Do you have any advice for current EcoWomen?

Over the last fifteen or so years, I have met with probably a hundred women who have connected with me through EcoWomen. Usually the meetings are with women who are just starting their career but not all of the time. I have been asked why I am willing to spend so much time with early career women who just want to talk about their career trajectory. I can promise that it’s not for the coffee and tea! I always remind the person asking that our community is a small one and we all cross paths with one another at some point. Besides that, there are still many corners of the environmental movement where women need a leg up in the boys club. We have to help one another navigate those spaces. Further, I hope that women I have met with will remember even a small part of our conversation(s) and be eager to work with me in the future. Who knows, I might find myself working for one of them some day!
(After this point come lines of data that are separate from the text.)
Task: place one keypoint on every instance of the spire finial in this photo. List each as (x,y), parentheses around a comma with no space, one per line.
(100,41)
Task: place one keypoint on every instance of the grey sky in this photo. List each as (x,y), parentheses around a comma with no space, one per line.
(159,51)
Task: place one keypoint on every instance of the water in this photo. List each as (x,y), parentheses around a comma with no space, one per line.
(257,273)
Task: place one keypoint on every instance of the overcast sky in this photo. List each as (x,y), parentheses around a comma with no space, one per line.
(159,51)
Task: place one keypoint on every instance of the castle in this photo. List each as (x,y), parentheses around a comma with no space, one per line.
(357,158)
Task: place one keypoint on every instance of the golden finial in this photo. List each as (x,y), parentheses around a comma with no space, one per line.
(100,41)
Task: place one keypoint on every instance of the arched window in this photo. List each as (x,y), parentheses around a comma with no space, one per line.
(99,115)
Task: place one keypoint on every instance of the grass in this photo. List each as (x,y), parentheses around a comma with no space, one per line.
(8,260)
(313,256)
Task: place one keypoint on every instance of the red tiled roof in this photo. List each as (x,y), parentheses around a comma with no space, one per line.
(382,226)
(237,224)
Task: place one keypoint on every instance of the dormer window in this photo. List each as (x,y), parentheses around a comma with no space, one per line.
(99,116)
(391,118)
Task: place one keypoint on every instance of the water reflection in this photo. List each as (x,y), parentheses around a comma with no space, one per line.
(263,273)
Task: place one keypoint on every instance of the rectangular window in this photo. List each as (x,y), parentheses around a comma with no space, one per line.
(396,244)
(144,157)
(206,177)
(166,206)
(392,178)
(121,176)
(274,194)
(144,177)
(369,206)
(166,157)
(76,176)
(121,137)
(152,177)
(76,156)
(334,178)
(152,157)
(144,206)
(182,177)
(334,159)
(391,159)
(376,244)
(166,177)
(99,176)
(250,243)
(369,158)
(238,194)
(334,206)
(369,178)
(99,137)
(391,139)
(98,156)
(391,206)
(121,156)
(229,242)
So my first bit of advice – talk to as many other women in your field (and the peripheries of your field) as you can. Make a list of who you met with. And to the best of your abilities, stay in some contact with them. You never know when you will need help and that list might come in handy. I love to know where the women I talk with land when they are looking for jobs. And when I am looking for a job, I always hope to see familiar names at the organizations to which I apply.


My second bit of advice is that women working in this field commit to showing what healthy work/life balance can look like to the best of our abilities. I feel like this is especially true as a parent of young children. This looks different for every woman. For me, it means saying no to tasks, assignments, and travel that I cannot fully commit to or conflicts with family commitments that I have already made. For me, it means talking about my kids – the good stuff and the things that can make my day hard – with my team so they see the whole me. Knowing our heads in part may be somewhere else, helps me and my team be real with one another and set reasonable expectations for our work. No matter how Type A, driven (or not) we are, we can all only do so much every day. Coming to work as a whole person (mom, cancer-survivor, parent-caregiver, pandemic puppy-parent, or whatever) can help set the stage for a more open work environment and allow everyone to set more reasonable expectations of what we all can and cannot do in the time we have together.